The flex is a direct insult to your face. He is shitting on the faces of all software engineers (me included). It is equivalent to saying we don't need you to code anymore. One man can produce 10x the code.
So why am i voting him up even though he's shitting on my face? Because what he says is true. I value honesty and people who say things like it is. Yes my identity as a software engineer is getting dismantled before my very eyes. But the solution to this problem isn't some delusional statement about not understanding what he's flexing about. We're not stupid. Everyone on this thread understands his flex. The difference is some people like you don't want to understand it.
Like seriously. He literally wrote it was completed in 1/10th of the time and you expect me to believe that YOU don't know what HE is flexing about? Be real. You're not stupid.

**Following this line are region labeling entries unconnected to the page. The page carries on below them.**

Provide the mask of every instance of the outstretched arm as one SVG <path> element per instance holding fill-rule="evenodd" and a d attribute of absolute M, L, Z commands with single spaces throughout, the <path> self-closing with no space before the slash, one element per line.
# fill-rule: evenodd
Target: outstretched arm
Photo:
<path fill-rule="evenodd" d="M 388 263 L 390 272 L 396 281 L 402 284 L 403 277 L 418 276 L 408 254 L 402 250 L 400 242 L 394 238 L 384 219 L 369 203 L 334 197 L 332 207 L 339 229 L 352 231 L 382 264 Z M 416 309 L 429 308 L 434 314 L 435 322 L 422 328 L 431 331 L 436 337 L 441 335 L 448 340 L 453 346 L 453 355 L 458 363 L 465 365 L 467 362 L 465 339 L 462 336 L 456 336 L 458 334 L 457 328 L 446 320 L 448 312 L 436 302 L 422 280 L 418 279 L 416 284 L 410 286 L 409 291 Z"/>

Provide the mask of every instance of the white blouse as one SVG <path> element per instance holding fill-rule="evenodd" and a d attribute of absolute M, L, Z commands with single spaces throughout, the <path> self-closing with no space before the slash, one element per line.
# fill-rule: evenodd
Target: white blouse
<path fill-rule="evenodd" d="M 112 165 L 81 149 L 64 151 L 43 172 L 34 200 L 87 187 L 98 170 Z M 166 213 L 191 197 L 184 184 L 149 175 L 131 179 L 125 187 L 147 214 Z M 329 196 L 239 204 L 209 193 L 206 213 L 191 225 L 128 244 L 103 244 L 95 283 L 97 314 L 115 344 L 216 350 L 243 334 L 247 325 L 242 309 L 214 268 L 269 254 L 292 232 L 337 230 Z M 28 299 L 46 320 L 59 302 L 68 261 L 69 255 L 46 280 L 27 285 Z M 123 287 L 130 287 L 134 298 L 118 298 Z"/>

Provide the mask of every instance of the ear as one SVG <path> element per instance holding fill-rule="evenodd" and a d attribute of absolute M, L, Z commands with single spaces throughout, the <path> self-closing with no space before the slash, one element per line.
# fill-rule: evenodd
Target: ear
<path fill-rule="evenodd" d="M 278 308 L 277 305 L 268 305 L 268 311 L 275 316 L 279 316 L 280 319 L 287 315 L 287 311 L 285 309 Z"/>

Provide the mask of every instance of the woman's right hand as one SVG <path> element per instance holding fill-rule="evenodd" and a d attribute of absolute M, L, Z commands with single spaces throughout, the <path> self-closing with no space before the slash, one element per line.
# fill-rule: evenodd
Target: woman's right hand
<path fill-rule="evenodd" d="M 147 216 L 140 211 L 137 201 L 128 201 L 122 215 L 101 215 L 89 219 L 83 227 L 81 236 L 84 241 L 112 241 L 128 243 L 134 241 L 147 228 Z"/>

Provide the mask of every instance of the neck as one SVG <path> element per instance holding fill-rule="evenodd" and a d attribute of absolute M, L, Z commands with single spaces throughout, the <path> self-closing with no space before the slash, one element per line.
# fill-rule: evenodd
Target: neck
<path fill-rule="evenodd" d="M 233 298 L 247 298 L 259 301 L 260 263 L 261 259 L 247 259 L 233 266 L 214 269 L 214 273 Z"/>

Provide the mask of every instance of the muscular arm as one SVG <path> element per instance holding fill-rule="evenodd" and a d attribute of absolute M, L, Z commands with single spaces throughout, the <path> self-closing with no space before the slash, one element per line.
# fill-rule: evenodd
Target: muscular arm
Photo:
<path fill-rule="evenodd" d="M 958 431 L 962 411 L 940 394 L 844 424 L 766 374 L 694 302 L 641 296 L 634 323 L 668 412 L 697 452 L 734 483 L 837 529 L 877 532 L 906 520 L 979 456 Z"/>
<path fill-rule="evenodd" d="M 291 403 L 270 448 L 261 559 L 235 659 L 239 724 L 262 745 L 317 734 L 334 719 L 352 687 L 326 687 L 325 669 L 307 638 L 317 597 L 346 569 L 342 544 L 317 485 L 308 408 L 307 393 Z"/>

I’ve worked with 20-year-old codebases and products that grew organically over decades and still sit well below a million lines of code. Using LOC as some kind of health or success metric makes me more suspicious than impressed.
It's like the difference between doing stock price predictions with binary "up" or "down" histories and trying to figure out how to normalize actual price histories (basically impossible). The binary work gives a well-defined signal.